CMS took the advice of some of the rule commenters and decided to phase in the HH PPS rates over two years: A 3.79 percent reduction in calendar year 2012 and an additional 1.32 percent in CY 2013.
“We believe that by phasing-in the reductions over CY 2012 and CY 2013, we allow (home health agencies) an opportunity to adopt process efficiencies associated with the CY 2011 mandates prior to imposing the full 5.06 percent payment reduction,” CMS said in its final rule.
In the run-up to the final rule release, home health agencies have been warning that CMS’ proposed changes to Medicare payments to home health agencies will have disastrous results for them.
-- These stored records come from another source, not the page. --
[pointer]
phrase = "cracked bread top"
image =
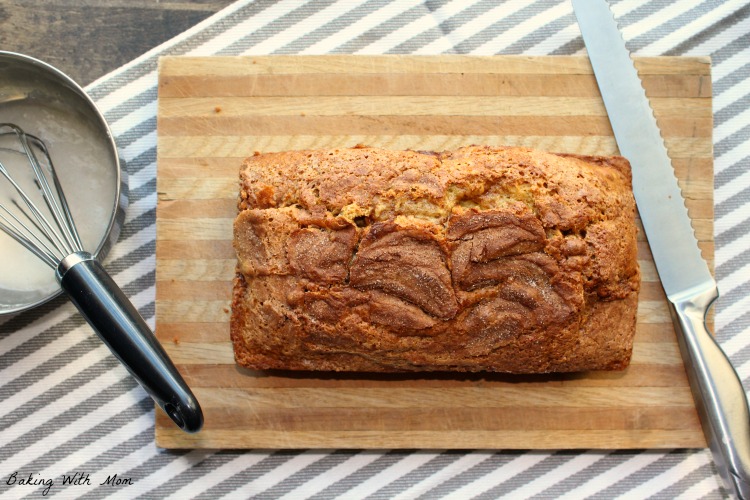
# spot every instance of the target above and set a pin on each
(475, 249)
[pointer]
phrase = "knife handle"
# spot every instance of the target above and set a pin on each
(719, 396)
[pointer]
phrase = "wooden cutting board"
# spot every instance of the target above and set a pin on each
(212, 112)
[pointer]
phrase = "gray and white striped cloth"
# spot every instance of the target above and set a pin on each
(68, 406)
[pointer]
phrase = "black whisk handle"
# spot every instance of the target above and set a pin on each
(121, 327)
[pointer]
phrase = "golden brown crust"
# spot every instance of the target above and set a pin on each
(496, 259)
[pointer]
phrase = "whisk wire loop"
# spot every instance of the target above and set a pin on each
(52, 240)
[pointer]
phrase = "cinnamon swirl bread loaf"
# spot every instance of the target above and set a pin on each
(479, 259)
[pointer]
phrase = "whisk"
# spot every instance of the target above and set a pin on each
(38, 217)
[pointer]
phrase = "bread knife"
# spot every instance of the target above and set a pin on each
(690, 288)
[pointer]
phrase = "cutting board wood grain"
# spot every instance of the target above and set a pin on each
(214, 111)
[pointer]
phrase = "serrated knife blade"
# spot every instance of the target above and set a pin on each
(719, 396)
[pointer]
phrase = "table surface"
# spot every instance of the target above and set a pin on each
(68, 410)
(87, 39)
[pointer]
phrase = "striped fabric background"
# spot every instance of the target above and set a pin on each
(67, 405)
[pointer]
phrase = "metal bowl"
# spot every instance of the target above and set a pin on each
(48, 104)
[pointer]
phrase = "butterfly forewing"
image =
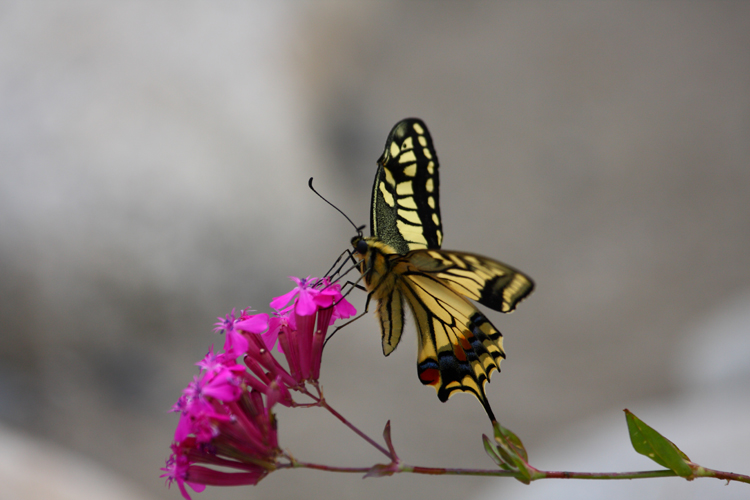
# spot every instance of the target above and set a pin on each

An analysis done earlier this fall by home health industry trade group, the National Association for Home Care & Hospice (NAHC), found that half of home health agencies would face negative Medicare financial margins if CMS’ proposed rule was finalized without changes.
In its final rule, CMS addressed commenters, such as NAHC, who claimed dire impacts on home health care agencies’ margins, saying “Regarding the commenters’ concerns about the effect of the proposed reductions on providers’ viability and the resultant access risks, we note that in their March 2011 Report to Congress, MedPAC projected an average of 14.5 percent margins for HHAs in 2011, when taking into account various payment adjustments such as the CY 2011 payment reduction for nominal case-mix growth. We also note that in proposing the reductions, we analyzed the combined effects of all of the policies proposed and believe that a 5.06 percent reduction would not impede access to care.”
CMS also noted that “the payment reduction to the base rate is not the only policy affecting payment to HHAs described in the proposed rule. The effects of the payment update, wage index update and revision of case-mix weights also need to be taken into account when assessing the impact of the proposed provisions.”
The NAHC did not respond to a request for comment for this story.
The final rule becomes effective on Jan. 1, 2012.